What doesn’t change is worth being equally clear about. If you’re logged into a site, the site still knows who you are — your IP address is only one of many identifiers, and session cookies travel with your requests. Your browser fingerprint (the combination of screen size, installed fonts, language settings, and GPU rendering) is unchanged. And if the VPN server itself keeps logs, then your activity is visible to whoever runs that server and anyone who can compel records from them. The tunnel moves the trust boundary; it doesn’t eliminate it.
A proxy sits at the simpler end of this spectrum. It routes your HTTP traffic through a third-party server but does so at the application layer, often without encryption, and without redirecting DNS or non-HTTP protocols. A VPN operates at the network layer, so all traffic from all applications is routed through the tunnel. The comparison is explored in more detail in VPN vs Tor vs proxy — what actually changes.
The two halves of every VPN: encryption and transport
Every serious VPN architecture has two distinct layers, and conflating them is the source of most VPN marketing confusion.
The encryption layer is responsible for one thing: scrambling the bytes so that only the two endpoints (your device and the VPN server) can read them. Modern implementations use an authenticated handshake to agree on a shared secret without ever transmitting that secret on the wire, then use that secret to encrypt and verify every packet. ORION/VPN uses modern, AES-256-class encryption with an authenticated handshake — a design that provides mutual authentication and forward secrecy, meaning a captured session cannot be decrypted even if a key is later compromised. The symmetric encryption is fast on all hardware, including mobile devices, and its design offers no practical attack surface even when implemented in software. This is audited encryption, not a marketing claim.
The transport layer is responsible for a different thing: getting those encrypted bytes across the network efficiently. This is where the architecture decisions diverge significantly. UDP is the simplest choice — connectionless, low overhead, good for latency-sensitive workloads. A more modern transport runs over UDP as well but adds multiplexed streams, flow control, and an encrypted handshake — which means connections look exactly like the ordinary web traffic that makes up the majority of internet traffic today.

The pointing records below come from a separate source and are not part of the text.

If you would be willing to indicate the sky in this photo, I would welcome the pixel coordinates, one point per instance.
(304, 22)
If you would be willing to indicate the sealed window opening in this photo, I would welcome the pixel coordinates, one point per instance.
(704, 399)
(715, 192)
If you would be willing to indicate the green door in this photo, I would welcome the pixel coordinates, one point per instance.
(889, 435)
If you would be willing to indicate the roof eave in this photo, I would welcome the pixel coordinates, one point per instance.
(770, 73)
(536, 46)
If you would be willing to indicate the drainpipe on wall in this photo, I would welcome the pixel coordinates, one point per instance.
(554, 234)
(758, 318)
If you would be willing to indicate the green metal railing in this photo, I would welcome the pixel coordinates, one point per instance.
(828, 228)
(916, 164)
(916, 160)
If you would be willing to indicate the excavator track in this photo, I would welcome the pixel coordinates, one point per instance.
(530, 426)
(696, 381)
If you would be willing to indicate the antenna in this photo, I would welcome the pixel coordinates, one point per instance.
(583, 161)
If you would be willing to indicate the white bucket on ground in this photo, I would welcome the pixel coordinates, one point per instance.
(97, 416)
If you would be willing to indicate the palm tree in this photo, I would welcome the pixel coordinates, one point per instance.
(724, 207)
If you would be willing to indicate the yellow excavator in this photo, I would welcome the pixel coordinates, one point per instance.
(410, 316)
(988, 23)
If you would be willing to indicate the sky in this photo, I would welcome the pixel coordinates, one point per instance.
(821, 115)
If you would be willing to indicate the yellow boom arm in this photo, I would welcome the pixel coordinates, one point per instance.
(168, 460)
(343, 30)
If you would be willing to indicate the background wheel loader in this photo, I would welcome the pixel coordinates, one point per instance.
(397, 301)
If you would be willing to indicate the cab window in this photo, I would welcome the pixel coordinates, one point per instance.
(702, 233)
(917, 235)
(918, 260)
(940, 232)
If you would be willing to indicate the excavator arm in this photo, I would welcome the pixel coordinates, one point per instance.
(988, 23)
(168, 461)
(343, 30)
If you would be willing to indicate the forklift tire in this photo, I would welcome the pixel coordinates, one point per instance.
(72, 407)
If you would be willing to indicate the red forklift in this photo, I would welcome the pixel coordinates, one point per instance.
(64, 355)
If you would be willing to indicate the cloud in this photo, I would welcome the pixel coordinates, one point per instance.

Why does the separation matter? Because older VPN designs — ones that bundle encryption and transport into a single fixed specification — are fingerprint-identifiable on the wire. A firewall or deep-packet inspector that knows what those handshakes look like can block them categorically, no matter what port you run the VPN on. When encryption and transport are separate concerns, you can swap the transport layer to something the network cannot distinguish from ordinary traffic, while keeping the same verified encryption underneath. The security properties don’t change; only the outer wrapper does.
What a VPN protects you from (and what it doesn’t)
A VPN is not a general-purpose security tool. It solves a specific set of problems, and claiming it solves more than that is a fast way to get people hurt.
| Threat | VPN helps? | Why |
|---|---|---|
| ISP logging which domains you visit | Yes | Traffic is encrypted before it reaches the ISP; DNS queries travel inside the tunnel |
| Operator surveillance on a managed network (corporate, school, café) | Yes | Same as ISP — the operator sees an encrypted stream, not your requests |
| Trackers correlating your IP address across sites | Partial | Your IP changes to the server’s; cookies, fingerprinting, and logged-in sessions still identify you |
| Geographic content blocks | Usually | The server’s IP determines what the destination service shows you |
| Network-level censorship (domains blocked by ISP) | Usually | DNS and HTTP-layer blocks are bypassed; protocol-level blocks require stealth transport (see below) |
| Malware already on your device | No | The tunnel doesn’t inspect content; malware communicates through the encrypted tunnel like anything else |
| Phishing attacks | No | The VPN has no visibility into whether a site is legitimate |
| Legally compelled provider logs | Depends | No-log claims are only as good as the audit and jurisdiction backing them |
| Targeted attacks on the destination service | No | A VPN protects your path to the server; it doesn’t protect the server itself |
The ISP surveillance case deserves a precise statement. Without a VPN, your ISP sees the IP addresses of every server you connect to, and for unencrypted HTTP, the full content of every request. For HTTPS connections, the ISP sees the IP address and the Server Name Indication (SNI) field — the domain name included in the connection’s opening handshake — which reveals the destination even though the content is encrypted. Inside a VPN tunnel, the ISP sees only the IP address of the VPN server, and nothing else. The domain you’re visiting is no longer visible to your ISP at all.
Internet censorship in 2026 has a detailed map of which countries apply which specific blocking techniques, and which of those techniques a VPN alone is sufficient to bypass.
The transport question: stealth versus speed
Here’s the problem that most VPN providers don’t explain clearly: a VPN that looks like a VPN is easy to block.
Every protocol has a fingerprint — a characteristic pattern of packet sizes, timing, the shape of its opening handshake bytes, and port numbers that network equipment can detect. Older VPN protocols each have a recognizable handshake. A network operator who wants to block VPNs categorically — a national firewall, a managed WiFi network, a mobile carrier — can do so accurately and automatically by matching these fingerprints, regardless of what port the VPN is running on. The packets don’t need to be decrypted; the shape of the traffic is enough.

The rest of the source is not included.